The Unwritten Constitution
The written Constitution was never enough to stop the growth of government. Constitutions are always interpreted by officers of the state, who usually have an interest in weakening any limits. The paper document must be buttressed by an unwritten constitution in the hearts and minds of the people. That is what provides the ultimate limits on the state. When that constitution is weak and deferential to power, the state grows. When it is jealous of liberty, as Jefferson hoped, government is held in check. The tragic story of America lies in the weakening of the people’s unwritten constitution and the resultant growth of government power. Author Joseph Sobran illustrates this by noting that for many years presidents used their inaugural speeches to assure the public that they understood and would respect the limits on the federal government set by the Constitution. That’s how deeply the people cared about those limits. But for decades we have heard little from presidents and other leaders about constitutional limits. It’s now a quaint notion. Only once in the past sixty years has the U.S. Supreme Court ruled that Congress overstepped its constitutional bounds set by the Commerce Clause, for example.
Can the unwritten constitution be revived? If it is possible at all, it will be accomplished only through a libertarian moral revival. People will have to become
excited about liberty once more. Fourth of July lip service to freedom will not be enough. What is needed is the orneriness about intrusions on their liberty that the colonists and first Americans exhibited. When the residents of the colonies got mad at the Crown’s stamp and tea taxes, they were showing a sensitivity to taxes that has not been seen in the United States for a long time. A libertarian moral revival would include that kind of high sensitivity to any talk about higher or new taxes. It would also prompt opposition to welfare-state programs, economic regulation, violations of civil liberties, and intervention in foreign conflict, on grounds that those all diminish freedom. The revival would see the megastate as the major threat in the world today.

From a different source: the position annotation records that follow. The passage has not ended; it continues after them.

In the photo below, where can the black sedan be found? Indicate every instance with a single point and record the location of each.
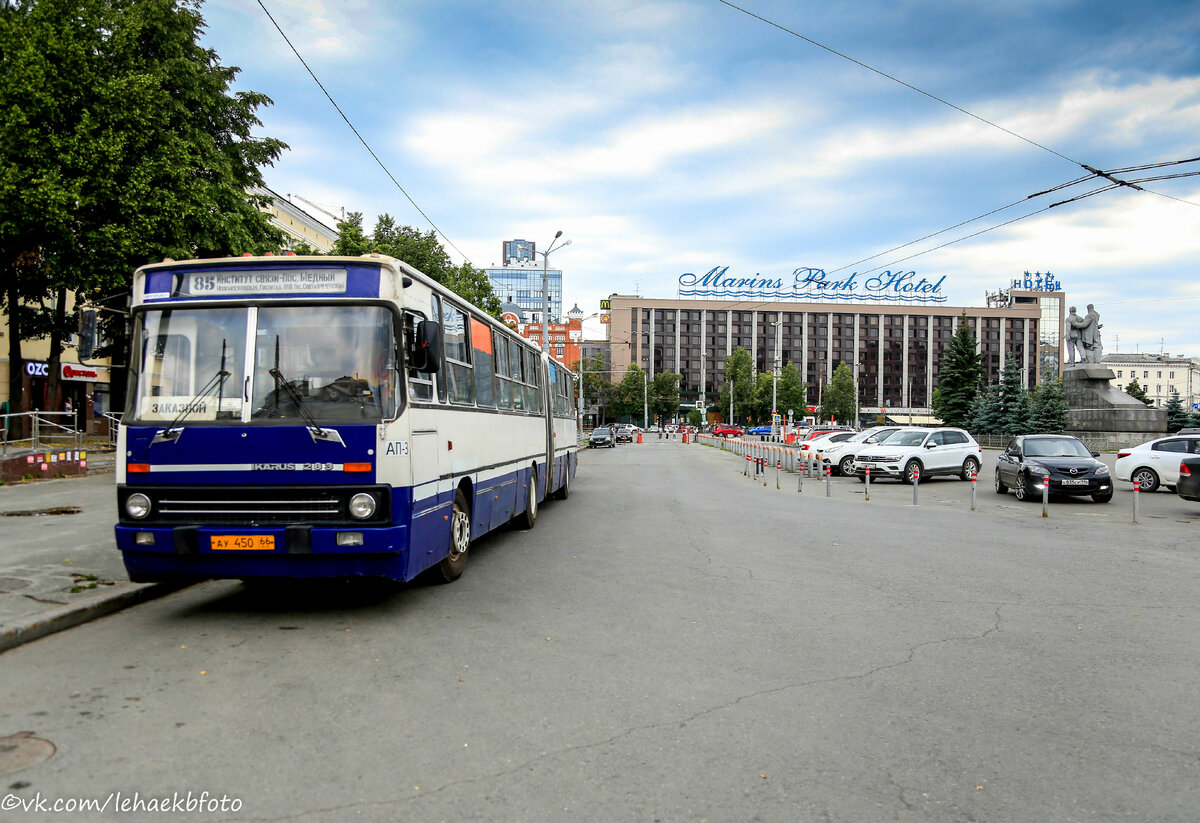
(601, 437)
(1188, 487)
(1071, 468)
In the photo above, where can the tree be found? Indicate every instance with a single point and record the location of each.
(1135, 391)
(792, 390)
(631, 394)
(959, 377)
(120, 144)
(664, 396)
(1049, 414)
(1014, 401)
(420, 251)
(838, 400)
(738, 372)
(1176, 415)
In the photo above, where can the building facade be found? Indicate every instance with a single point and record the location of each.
(895, 352)
(520, 282)
(1158, 374)
(298, 226)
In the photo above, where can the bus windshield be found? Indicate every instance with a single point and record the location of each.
(269, 365)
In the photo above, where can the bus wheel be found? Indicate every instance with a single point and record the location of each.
(455, 563)
(564, 491)
(531, 514)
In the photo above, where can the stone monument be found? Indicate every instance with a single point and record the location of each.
(1096, 404)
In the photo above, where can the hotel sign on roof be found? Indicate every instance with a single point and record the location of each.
(808, 283)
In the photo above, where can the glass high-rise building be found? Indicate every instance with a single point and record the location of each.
(521, 251)
(520, 282)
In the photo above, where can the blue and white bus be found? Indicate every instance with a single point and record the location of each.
(328, 416)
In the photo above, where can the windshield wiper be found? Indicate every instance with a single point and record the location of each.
(315, 430)
(216, 382)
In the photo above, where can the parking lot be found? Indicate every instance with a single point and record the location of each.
(951, 492)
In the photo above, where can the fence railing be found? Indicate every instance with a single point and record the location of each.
(48, 430)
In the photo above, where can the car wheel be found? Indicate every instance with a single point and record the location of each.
(970, 467)
(1021, 490)
(1001, 488)
(1146, 480)
(455, 562)
(529, 516)
(910, 468)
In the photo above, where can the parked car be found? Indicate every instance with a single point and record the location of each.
(840, 454)
(924, 451)
(1156, 463)
(601, 438)
(1188, 484)
(819, 444)
(725, 430)
(1029, 460)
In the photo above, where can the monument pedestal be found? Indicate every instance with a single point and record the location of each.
(1097, 406)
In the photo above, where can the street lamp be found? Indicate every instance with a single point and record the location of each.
(545, 288)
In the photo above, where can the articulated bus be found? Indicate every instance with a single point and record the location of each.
(328, 416)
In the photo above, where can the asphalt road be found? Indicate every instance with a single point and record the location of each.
(676, 642)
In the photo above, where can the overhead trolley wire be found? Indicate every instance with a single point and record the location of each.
(361, 139)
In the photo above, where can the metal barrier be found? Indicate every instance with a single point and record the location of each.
(46, 433)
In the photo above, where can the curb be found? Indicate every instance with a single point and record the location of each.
(85, 608)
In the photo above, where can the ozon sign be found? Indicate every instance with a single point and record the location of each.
(77, 372)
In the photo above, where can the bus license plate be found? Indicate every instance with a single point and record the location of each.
(243, 542)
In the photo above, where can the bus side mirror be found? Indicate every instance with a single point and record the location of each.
(426, 352)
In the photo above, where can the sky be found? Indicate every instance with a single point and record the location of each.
(677, 136)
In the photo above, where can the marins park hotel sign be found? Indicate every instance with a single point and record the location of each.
(814, 284)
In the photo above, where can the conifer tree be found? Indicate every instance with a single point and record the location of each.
(959, 377)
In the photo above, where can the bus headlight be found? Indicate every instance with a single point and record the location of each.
(137, 505)
(363, 506)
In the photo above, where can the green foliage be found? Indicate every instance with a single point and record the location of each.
(791, 390)
(423, 251)
(120, 144)
(959, 377)
(739, 372)
(1176, 414)
(664, 396)
(1135, 391)
(838, 398)
(1049, 412)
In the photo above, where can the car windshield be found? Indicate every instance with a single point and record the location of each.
(1056, 448)
(905, 439)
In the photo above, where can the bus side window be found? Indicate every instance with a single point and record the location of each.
(533, 374)
(459, 378)
(503, 385)
(420, 385)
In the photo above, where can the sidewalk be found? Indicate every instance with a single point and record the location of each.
(59, 565)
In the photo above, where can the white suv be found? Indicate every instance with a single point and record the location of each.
(922, 451)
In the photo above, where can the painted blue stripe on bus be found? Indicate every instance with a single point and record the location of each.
(257, 446)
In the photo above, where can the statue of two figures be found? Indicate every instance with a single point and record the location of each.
(1084, 336)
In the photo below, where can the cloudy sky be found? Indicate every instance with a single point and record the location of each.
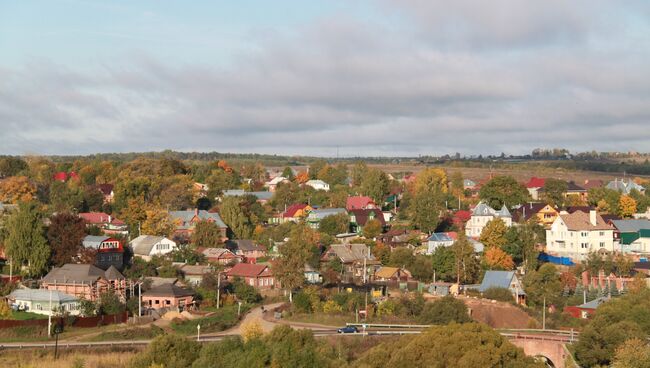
(373, 77)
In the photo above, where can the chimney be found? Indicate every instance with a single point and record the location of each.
(592, 217)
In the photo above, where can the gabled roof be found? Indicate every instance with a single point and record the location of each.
(362, 216)
(579, 220)
(535, 182)
(358, 202)
(501, 279)
(184, 217)
(168, 289)
(249, 270)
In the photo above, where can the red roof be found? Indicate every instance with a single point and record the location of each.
(291, 210)
(359, 203)
(535, 182)
(249, 270)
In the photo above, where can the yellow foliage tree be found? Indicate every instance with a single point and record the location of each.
(251, 330)
(17, 189)
(627, 206)
(496, 258)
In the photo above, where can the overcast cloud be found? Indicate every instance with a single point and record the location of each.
(422, 77)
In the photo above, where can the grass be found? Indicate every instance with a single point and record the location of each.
(223, 319)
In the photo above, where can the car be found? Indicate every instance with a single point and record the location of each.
(347, 329)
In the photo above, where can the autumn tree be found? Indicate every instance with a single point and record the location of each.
(17, 189)
(626, 206)
(25, 242)
(504, 190)
(65, 236)
(493, 234)
(206, 234)
(497, 259)
(293, 255)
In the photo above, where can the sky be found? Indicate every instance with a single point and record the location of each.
(357, 78)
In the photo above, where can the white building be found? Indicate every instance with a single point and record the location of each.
(147, 246)
(576, 235)
(318, 185)
(481, 215)
(43, 301)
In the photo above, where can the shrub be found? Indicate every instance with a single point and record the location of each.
(498, 293)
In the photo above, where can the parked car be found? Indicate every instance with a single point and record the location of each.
(347, 329)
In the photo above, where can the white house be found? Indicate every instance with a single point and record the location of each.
(481, 215)
(43, 301)
(147, 246)
(318, 185)
(576, 235)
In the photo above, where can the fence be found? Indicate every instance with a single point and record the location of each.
(73, 321)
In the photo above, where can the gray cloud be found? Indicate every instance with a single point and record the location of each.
(446, 77)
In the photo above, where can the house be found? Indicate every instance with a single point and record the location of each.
(261, 197)
(147, 246)
(105, 222)
(534, 185)
(107, 192)
(358, 263)
(359, 203)
(312, 275)
(585, 310)
(318, 185)
(544, 214)
(440, 240)
(360, 217)
(247, 249)
(481, 215)
(577, 234)
(168, 295)
(185, 222)
(272, 184)
(85, 281)
(315, 216)
(110, 251)
(194, 273)
(392, 274)
(221, 256)
(256, 275)
(625, 186)
(504, 279)
(44, 302)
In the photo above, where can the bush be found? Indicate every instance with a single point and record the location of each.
(498, 293)
(444, 311)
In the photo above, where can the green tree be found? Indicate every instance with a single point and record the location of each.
(207, 235)
(65, 236)
(494, 234)
(554, 191)
(234, 216)
(504, 190)
(25, 243)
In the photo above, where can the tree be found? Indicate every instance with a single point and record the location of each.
(494, 233)
(504, 190)
(372, 229)
(158, 222)
(17, 189)
(335, 224)
(25, 242)
(206, 235)
(633, 353)
(65, 236)
(626, 206)
(543, 284)
(293, 255)
(554, 191)
(234, 216)
(496, 259)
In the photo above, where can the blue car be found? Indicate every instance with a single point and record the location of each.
(347, 329)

In sum, when people come to understand what liberty truly means, and when they value it as much as they say they do, they will be far less tolerant of government. They will be appalled at a political process that takes their money and gives it to their fellow citizens, with the politicians and bureaucrats taking a hefty cut in the process. They will be outraged at a tax system that treats them like milk cows.
People must again believe that liberty is a necessity, not a luxury. Why is liberty important? Political liberty is the absence of aggressive physical force (and fraud). It is the condition in which people control their persons and their legitimate possessions without physical interference by others. Liberty is important because people need it to live as human beings. The human way of life requires thinking, planning, and the production of values for consumption or exchange. If people are to be able fully to engage in those activities, they need an environment in which their rights to life, liberty, and property are respected. The threat to those rights from common criminals is an ever-present danger. But it cannot compare with the threat that government has posed to mankind, especially in the twentieth century.